Of 21,336 CT scans, 603 (2.8%) described arch anomalies. Bovine arch (n = 354, 58.7%) was the most common diagnosis. Patients with arch anomalies were more likely to be female (p < .001), non-Caucasian(p < .001), and hypertensive (p < .001). Prevalence of TAA in arch anomalies group was 10.8% (n = 65) compared to 4.1% (n = 844) in the nonarch anomaly cohort (p < .001). The highest prevalence of thoracic aneurysm was associated with right-sided arch combined with aberrant left subclavian configuration (33%), followed by bovine arch (13%), and aberrant right subclavian artery (8.2%). On binary logistic regression, arch anomaly (OR = 2.85 [2.16-3.75]), aortic valve pathology (OR 2.93 [2.31-3.73]), male sex (OR 2.38 [2.01-2.80]), and hypertension (OR 1.47 [1.25-1.73]) were significantly associated with increased risk of thoracic aneurysm disease.
Reported prevalence of aortic arch anomalies by CT imaging in the older adult population is approximately 3%, with high association of TAA (OR = 2.85) incidence in this subgroup. This may warrant a more tailored surveillance strategy for aneurysm disease in this subpopulation.

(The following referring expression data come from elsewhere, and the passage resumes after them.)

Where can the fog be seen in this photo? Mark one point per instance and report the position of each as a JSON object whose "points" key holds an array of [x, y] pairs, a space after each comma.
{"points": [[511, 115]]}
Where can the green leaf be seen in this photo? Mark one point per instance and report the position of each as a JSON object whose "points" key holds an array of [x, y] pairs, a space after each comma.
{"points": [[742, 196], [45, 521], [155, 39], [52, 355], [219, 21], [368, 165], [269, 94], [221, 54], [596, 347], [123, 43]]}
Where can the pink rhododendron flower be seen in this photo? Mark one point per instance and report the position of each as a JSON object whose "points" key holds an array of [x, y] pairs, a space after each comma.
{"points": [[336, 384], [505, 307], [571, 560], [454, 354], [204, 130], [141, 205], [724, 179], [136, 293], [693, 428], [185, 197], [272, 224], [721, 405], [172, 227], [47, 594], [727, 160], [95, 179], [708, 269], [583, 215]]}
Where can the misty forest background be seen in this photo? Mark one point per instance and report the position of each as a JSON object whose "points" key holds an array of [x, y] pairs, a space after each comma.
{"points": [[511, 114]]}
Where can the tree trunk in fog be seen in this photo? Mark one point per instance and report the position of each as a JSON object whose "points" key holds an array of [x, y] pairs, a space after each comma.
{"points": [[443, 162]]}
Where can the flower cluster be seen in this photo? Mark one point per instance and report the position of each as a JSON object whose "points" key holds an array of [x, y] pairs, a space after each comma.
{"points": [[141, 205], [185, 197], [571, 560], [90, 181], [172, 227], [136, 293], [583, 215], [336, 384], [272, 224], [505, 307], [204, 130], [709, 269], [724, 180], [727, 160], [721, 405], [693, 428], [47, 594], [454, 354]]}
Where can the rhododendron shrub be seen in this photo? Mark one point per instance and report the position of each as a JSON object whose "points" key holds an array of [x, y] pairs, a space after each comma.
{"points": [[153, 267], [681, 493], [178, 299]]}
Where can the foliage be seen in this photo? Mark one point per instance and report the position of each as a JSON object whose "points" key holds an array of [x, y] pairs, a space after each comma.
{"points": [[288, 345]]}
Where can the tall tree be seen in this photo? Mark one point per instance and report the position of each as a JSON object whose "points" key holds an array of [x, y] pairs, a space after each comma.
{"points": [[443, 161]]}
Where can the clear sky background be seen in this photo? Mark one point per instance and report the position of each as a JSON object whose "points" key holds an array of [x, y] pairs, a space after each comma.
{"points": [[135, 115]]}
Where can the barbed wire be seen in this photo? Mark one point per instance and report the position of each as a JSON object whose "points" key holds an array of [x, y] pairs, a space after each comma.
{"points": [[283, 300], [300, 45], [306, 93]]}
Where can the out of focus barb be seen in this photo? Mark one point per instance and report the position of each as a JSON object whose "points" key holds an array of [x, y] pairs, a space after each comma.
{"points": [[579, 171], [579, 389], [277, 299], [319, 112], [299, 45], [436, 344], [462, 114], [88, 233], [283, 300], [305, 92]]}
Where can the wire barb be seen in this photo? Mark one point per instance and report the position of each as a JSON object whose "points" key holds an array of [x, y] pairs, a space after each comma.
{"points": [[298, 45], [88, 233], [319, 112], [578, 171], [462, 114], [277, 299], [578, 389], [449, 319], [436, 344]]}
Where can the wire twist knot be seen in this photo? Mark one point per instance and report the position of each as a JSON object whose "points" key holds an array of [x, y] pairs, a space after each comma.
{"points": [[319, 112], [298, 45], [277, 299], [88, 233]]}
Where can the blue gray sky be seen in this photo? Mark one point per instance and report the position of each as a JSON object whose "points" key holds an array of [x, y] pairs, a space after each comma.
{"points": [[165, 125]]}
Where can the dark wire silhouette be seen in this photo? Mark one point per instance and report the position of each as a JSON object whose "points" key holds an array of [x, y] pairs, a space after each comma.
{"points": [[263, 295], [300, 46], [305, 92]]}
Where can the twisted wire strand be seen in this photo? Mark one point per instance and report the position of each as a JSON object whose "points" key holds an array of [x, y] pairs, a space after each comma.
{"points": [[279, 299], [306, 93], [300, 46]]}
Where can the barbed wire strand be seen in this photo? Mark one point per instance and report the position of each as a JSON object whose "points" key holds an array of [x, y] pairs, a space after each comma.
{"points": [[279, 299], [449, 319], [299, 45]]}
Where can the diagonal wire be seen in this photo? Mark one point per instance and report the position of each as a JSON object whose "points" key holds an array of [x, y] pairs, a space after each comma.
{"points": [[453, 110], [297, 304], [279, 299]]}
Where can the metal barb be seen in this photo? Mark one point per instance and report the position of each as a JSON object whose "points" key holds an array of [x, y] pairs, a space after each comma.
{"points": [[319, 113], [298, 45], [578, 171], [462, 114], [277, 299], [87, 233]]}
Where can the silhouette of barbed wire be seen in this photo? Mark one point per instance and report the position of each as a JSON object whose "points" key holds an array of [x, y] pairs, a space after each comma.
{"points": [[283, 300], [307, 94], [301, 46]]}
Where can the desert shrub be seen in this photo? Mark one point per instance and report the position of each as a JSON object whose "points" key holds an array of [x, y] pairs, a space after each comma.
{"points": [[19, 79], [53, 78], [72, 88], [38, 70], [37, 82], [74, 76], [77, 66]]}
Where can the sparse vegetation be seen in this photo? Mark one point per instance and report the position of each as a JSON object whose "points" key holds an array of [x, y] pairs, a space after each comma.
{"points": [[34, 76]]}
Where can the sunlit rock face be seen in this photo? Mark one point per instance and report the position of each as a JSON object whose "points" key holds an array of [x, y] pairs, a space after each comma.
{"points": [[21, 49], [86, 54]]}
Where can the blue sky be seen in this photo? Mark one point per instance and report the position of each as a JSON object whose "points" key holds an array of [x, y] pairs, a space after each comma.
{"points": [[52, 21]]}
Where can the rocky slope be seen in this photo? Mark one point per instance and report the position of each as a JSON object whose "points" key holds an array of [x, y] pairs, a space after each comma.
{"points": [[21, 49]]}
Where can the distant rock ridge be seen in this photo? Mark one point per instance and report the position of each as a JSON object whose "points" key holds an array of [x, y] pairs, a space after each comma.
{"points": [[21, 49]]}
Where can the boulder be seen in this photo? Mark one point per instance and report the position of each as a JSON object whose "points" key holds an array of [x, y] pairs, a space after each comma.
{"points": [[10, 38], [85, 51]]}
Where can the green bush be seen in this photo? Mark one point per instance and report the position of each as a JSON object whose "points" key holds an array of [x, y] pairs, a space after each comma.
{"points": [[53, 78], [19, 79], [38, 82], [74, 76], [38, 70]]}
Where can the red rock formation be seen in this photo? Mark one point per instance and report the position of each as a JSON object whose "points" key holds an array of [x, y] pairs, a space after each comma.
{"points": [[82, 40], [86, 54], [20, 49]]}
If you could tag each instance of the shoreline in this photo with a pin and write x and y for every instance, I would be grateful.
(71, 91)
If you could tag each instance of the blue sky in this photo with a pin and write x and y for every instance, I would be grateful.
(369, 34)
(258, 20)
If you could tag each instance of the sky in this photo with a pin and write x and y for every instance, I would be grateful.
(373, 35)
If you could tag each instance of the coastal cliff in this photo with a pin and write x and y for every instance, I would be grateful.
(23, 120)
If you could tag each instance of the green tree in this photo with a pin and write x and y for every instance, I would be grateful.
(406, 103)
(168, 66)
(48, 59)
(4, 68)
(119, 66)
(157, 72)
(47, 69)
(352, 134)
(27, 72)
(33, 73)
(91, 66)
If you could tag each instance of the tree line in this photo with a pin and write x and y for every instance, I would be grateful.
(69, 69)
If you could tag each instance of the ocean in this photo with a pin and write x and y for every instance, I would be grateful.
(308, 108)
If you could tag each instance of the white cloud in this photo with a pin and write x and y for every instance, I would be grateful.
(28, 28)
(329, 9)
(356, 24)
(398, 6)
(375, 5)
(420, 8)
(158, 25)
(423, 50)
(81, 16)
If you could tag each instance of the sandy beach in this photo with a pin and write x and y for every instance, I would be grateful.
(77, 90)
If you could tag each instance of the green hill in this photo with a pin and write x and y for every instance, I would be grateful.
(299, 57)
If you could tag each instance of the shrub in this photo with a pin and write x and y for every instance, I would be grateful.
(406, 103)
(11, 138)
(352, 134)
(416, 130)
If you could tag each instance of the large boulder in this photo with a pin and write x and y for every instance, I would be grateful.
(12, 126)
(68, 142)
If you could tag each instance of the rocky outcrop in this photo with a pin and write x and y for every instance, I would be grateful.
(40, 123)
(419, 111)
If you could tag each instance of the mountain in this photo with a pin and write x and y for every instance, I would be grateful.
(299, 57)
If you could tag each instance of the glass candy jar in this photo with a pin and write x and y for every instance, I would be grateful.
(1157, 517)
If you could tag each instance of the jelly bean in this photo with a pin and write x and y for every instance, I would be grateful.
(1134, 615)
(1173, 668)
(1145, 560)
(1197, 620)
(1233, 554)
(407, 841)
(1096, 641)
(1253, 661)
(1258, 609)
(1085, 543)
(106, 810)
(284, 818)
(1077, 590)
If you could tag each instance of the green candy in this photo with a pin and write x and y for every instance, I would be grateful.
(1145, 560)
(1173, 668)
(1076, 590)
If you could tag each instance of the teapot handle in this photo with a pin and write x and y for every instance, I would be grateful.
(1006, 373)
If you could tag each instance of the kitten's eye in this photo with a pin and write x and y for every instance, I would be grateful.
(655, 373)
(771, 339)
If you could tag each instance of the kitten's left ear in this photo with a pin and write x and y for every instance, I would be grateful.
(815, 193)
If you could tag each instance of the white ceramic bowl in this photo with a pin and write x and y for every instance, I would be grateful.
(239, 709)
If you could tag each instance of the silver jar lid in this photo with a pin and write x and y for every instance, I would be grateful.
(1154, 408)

查询单一机构的计算机断层扫描(CT)数据库,以评估普通成年人群体中主动脉弓异常的发生率,并评估其与胸主动脉疾病的潜在关联。
纳入分析的是在 2013 年至 2016 年期间,在单一健康系统中因任何原因对 50-85 岁患者进行的 CT 胸部扫描报告。比较主动脉弓异常患者和无主动脉弓异常患者的特征,采用 t 检验和 Fisher 确切检验。采用 logistic 回归分析评估胸主动脉瘤(TAA)的独立危险因素。
在 21336 次 CT 扫描中,有 603 次(2.8%)描述了弓异常。牛型弓(n=354,58.7%)是最常见的诊断。弓异常患者更可能为女性(p<0.001)、非白种人(p<0.001)和高血压患者(p<0.001)。在弓异常组中,TAA 的患病率为 10.8%(n=65),而非弓异常组为 4.1%(n=844)(p<0.001)。右侧弓与左锁骨下动脉异常并存的胸主动脉瘤患病率最高(33%),其次是牛型弓(13%)和右锁骨下动脉异常(8.2%)。在二元逻辑回归中,弓异常(OR=2.85[2.16-3.75])、主动脉瓣病变(OR 2.93[2.31-3.73])、男性(OR 2.38[2.01-2.80])和高血压(OR 1.47[1.25-1.73])与 TAA 患病风险增加显著相关。
CT 成像在老年人群中报告的主动脉弓异常发生率约为 3%,该亚组 TAA 的发生率较高(OR=2.85)。这可能需要在该亚人群中制定更具针对性的动脉瘤疾病监测策略。